Como ya estaba muy atrasada para acudir a la clase que tendría
esa tarde, Bridget se dirigió a su alcoba, a refugiarse en su biblioteca
privada, pero subió por otro camino. No quería tener que dar
explicaciones a Daphne Britter, si se la encontraba.
«Por todas mis plumas, cuando Madre se entere de esto tendré que
escuchar otra perorata sobre la importancia de guardar mi identidad
en secreto», pensó. Sería un sermón doble: estaba segura de que
tanto su Madre, la reina, como su madre sustituta le leerían la cartilla
otra vez; o quizá sería triple… o cuádruple, pues William y Christian
Obrien, en su calidad de responsables de su educación, también
tendrían algo que decir al respecto.
No era capaz de precisar si el frío provenía del guardaespaldas
albino pero, con más de veinte pisos de por medio, todavía podía
sentir su presencia.
«¿Y si le digo a Christian? —consideró—. No. Va a creer que estoy
loca. Bueno, tampoco se puede esperar de mí que sea normal, con
tanto secretismo y estos accidentes telequinéticos, por no mencionar
lo “otro”…»
Por un instante, Bridget se preguntó si el frío que había sentido era
algún tipo de alarma natural a su disposición. Sin embargo, se recordó
a sí misma que era fantasioso calificar como dones, habilidades
sobrenaturales o súper poderes lo que simplemente era producto de
una anomalía genética. Además, ¿qué era sobrenatural para su raza?
Poder volar, tener vista de largo alcance, vivir más de ciento veinte
beltas, poder procrear hasta la edad de setenta beltas, alcanzar la
madurez sexual hasta los doce, tener dos temporadas de celo al belta…
todo eso era natural, por muy fantasioso que sonara a otras especies.
28
Ni siquiera las chispas que salían de su mano cuando estaba muy
enojada eran algo sobrenatural; que nadie más lo pudiera hacer era
diferente, pero era algo “natural” para alguien que había nacido con los
medios biológicos para ello ¿no? Sobrenatural sería entonces aquello
que pudiera sentir o hacer sin que hubiera un respaldo bioquímico o
que rompiera, en pocas palabras, las leyes de la física: la telequinesis,
por ejemplo.
O el frío.
«¿Y si los visitantes tienen habilidades sobrenaturales? El frío tiene
que tener alguna explicación», consideró en su fuero interno. ¿Qué
era sobrenatural para las razas de los visitantes?
Bridget consagró las siguientes horas a una investigación sobre el
tema. Descartó los volúmenes impresos de su colección particular,
los había leído todos y ninguno se relacionaba con su búsqueda.
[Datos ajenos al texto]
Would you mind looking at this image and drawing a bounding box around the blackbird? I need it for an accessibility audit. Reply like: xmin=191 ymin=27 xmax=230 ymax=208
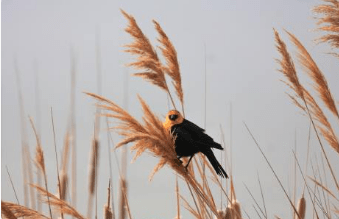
xmin=163 ymin=110 xmax=228 ymax=178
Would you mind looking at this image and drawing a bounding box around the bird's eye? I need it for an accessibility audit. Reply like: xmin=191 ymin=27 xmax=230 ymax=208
xmin=169 ymin=115 xmax=178 ymax=121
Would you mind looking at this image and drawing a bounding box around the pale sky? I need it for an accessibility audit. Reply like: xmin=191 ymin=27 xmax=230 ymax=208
xmin=1 ymin=0 xmax=339 ymax=218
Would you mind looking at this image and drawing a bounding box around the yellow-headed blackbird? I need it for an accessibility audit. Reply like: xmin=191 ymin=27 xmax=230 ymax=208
xmin=163 ymin=110 xmax=228 ymax=178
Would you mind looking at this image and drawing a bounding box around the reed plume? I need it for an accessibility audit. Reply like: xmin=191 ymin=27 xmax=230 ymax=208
xmin=104 ymin=180 xmax=113 ymax=219
xmin=274 ymin=29 xmax=304 ymax=98
xmin=31 ymin=184 xmax=85 ymax=219
xmin=121 ymin=10 xmax=176 ymax=108
xmin=313 ymin=0 xmax=339 ymax=48
xmin=1 ymin=201 xmax=48 ymax=219
xmin=29 ymin=117 xmax=53 ymax=219
xmin=294 ymin=196 xmax=306 ymax=219
xmin=287 ymin=31 xmax=339 ymax=119
xmin=153 ymin=20 xmax=185 ymax=116
xmin=86 ymin=93 xmax=222 ymax=215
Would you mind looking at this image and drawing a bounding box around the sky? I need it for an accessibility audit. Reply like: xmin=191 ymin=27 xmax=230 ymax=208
xmin=1 ymin=0 xmax=339 ymax=218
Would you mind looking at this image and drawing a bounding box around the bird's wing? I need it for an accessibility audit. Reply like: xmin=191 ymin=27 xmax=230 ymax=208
xmin=172 ymin=125 xmax=194 ymax=143
xmin=182 ymin=119 xmax=214 ymax=143
xmin=181 ymin=119 xmax=222 ymax=149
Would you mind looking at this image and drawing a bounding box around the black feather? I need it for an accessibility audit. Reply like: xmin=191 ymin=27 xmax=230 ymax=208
xmin=171 ymin=119 xmax=228 ymax=178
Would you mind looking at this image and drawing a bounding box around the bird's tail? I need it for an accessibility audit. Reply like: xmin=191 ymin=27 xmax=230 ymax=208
xmin=203 ymin=150 xmax=228 ymax=178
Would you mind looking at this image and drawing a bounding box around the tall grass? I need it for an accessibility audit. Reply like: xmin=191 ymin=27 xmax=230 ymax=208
xmin=1 ymin=0 xmax=339 ymax=219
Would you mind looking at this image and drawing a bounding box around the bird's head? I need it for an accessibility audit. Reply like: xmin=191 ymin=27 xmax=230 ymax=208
xmin=163 ymin=110 xmax=184 ymax=130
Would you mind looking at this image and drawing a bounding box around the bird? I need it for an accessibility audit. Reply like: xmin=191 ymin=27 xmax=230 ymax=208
xmin=163 ymin=110 xmax=228 ymax=178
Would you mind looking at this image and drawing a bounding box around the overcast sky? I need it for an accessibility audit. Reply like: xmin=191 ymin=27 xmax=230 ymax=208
xmin=1 ymin=0 xmax=339 ymax=218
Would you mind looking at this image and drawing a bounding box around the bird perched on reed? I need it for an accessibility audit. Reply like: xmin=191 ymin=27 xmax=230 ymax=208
xmin=163 ymin=110 xmax=228 ymax=178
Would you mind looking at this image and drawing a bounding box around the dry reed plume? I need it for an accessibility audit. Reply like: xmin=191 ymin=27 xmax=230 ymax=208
xmin=274 ymin=31 xmax=339 ymax=153
xmin=31 ymin=185 xmax=85 ymax=219
xmin=121 ymin=10 xmax=184 ymax=113
xmin=153 ymin=20 xmax=185 ymax=116
xmin=294 ymin=196 xmax=306 ymax=219
xmin=313 ymin=0 xmax=339 ymax=49
xmin=1 ymin=201 xmax=48 ymax=219
xmin=287 ymin=32 xmax=339 ymax=119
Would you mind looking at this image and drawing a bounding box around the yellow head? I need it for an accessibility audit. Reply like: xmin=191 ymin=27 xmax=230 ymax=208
xmin=163 ymin=110 xmax=184 ymax=130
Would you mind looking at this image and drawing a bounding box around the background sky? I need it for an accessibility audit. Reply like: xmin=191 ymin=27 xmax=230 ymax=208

En seguida, accedió vía remota al catálogo bibliográfico de los dos
archivos públicos disponibles en el complejo. Quedó sorprendida
de no encontrar en estos ningún título de materias consideradas
ficción, como la metafísica, realidades paralelas, el mundo espiritual
o telequinesis, aun y cuando esta habilidad no fuera un mito ni
producto de la fantasía.
«Vaya, William debe haberlos confiscado todos», pensó. El viejo
había palidecido cuando un episodio de telequinesis involuntaria
por poco la pone en evidencia en pleno pasillo. Ahora, con lo de las
cortinas en la sala del trono…
Sin embargo, aún no agotaba todas las posibles fuentes de lectura.
Si bien no era recomendable que teniendo que conservar su identidad
en secreto se conectara a las redes de información, cuando lo hacía
utilizaba la contraseña de Annie y jamás revelaba datos personales.
Le llamó la atención descubrir que la telequinesis era rara, pero
no era la única eloahna con ese talento. Uno de cada diez millones
de eloahnos podía mover objetos sin tocarlos. Además, las leyendas
orales aseguraban que los Sacerdotes de las Piedras, gobernantes del
antiguo Imperio, tenían poderes extraordinarios, como el de emitir
rayos de energía de sus manos.
«¡Rayos!», repitió en su fuero interno y se miró la palma de la
mano con aprensión, sacudió la idea de su mente y siguió leyendo.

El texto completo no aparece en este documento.